The data shuffling algorithm works as follows. For a cache line on column address C (column address here can simply be interpreted as the offset of the cache line stored in the rank), the W words are shuffled before they are stored according to the bit representation of C. The shuffling algorithm takes the lowest log2(W) bits (3 bits for 64-byte lines) as the control key. The shuffling process consists of log2(W) steps, each involves swapping words in the cache line. In step j, the j-th bit in the control key (counting from LSB) is checked. If this bit is zero, then no shuffling is performed, and the line is sent to the next step. If the j-th bit is set, then the shuffling is performed as follows. First, the W words is divided into groups of (2 ^ j), i.e., with j = 2 and W = 8, this will divide the cache line into two groups, the first being word 0 - 3, the second being word 4 - 7. Then, each odd numbered group is swapped with the next even numbered group. In the above example, word 0 - 3 will be swapped to offset 4 - 7, while word 4 - 7 will be swapped to offset 0 - 3. The data shuffling distributes words evenly for any W cache lines. In other words, for any consecutive W lines stored in the rank, no word at the same logical offset is stored on the same physical offset, enabling efficient strided accesses, since words from different cache lines that are on the same offset can be accessed by activating different chips. Note that this property only holds for W or less cache lines. For more than W lines, it is unavoidable that two words on the same offset will be mapped to the same chip. This case, however, is not important, as the DRAM interface only allows accessing W words per operation. Even with strided access pattern, at most W distinct cache lines will be accessed, eliminating any possibility of chip conflict.

In order to access distinct cache lines on one request, the address computation within the chip should also be motified. In the conventional scheme, when cache line at offset X is requested, all chips will activate the word stored at offset X, the output of which is then assembled into a cache line. With data shuffling, the paper proposes that, given a cache line offset of X, each chip will read word stored at offset ((chip ID & Pattern ID) ^ X), in which the pattern ID is a log2(W) bit constant for a certain pattern. When pattern ID is set to zero, the DRAM rank runs in default mode, and always access the corresponding words on the same offset X, which is the default mode.

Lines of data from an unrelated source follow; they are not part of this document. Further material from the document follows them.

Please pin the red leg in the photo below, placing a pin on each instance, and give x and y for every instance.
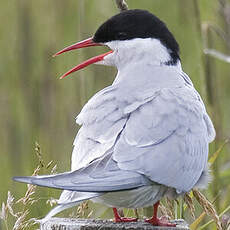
(118, 219)
(157, 221)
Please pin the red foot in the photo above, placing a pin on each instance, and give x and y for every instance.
(119, 219)
(160, 222)
(124, 219)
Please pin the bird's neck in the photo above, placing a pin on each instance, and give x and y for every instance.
(150, 71)
(141, 52)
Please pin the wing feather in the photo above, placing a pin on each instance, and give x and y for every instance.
(166, 139)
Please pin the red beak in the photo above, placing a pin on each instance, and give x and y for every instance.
(86, 43)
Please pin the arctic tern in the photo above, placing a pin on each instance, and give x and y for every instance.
(143, 137)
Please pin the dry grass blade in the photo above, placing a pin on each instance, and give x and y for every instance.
(211, 221)
(52, 201)
(122, 5)
(197, 221)
(165, 211)
(190, 205)
(208, 207)
(3, 214)
(39, 154)
(19, 224)
(217, 54)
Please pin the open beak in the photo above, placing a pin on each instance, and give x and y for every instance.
(86, 43)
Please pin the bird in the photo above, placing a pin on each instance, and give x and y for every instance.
(144, 137)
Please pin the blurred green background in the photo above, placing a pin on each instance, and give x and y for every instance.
(36, 106)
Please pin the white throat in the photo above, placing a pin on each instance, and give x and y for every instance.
(138, 51)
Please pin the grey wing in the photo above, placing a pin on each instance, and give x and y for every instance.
(102, 120)
(166, 139)
(102, 175)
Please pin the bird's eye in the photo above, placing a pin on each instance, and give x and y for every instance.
(121, 35)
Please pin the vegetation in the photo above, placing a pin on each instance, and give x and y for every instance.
(36, 106)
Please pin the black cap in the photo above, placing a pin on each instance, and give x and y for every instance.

When the pattern ID is all-ones, the lower bits of the actual offset is XOR’ed with the chip ID. If these bits are zero, meaning that the cache line is itself on a W-line boundary, the XOR essentially works as bitwise OR, and the words accessed are: Word 0 of line X, word 1 of line (X + 1), word 2 of line (X + 2), …, word 7 of line (X + 7). In the shuffled pattern, word 0 of physical line X is the first word of logical line X, word 1 of physical line (X + 1) is the first word of logical line (X + 1), …, word (X + 7) of physical line (X + 7) is the first word of logical line (X + 7), meaning that pattern 3 will access the first word of the next 8 adjacent lines in one request.

Other words can also be accessed similarly: In order to access the second word from the next 7 consecutive lines, the DRAM controller should use offset (X + 1) to compute physical offset, but still issue read command using W-line aligned offset X to compute per-chip offset. In general, in order to access the word on offset i, the DRAM controller should use offset (X + i) to compute physical offset, and add the offset to X for the physical offset on each chip.

At the operating system level, if page is expected to be accessed in strided patterns, the OS should mark the page porperty in the page table, and include the pattern ID in the memory request. The returned cache line is stored in the cache hierarchy as a physical line, which is tagged with the pattern ID. Cache coherence is handled by checking both conventional lines and patterned lines. The cache controller can expand the pattern ID and base address tag into word addresses, which is then checked against the coherence message. Since more than one copy of a word can exist in the same cache, the cache controller should also check whether an address is cached in multiple locations when performing writes to a non-dirty location.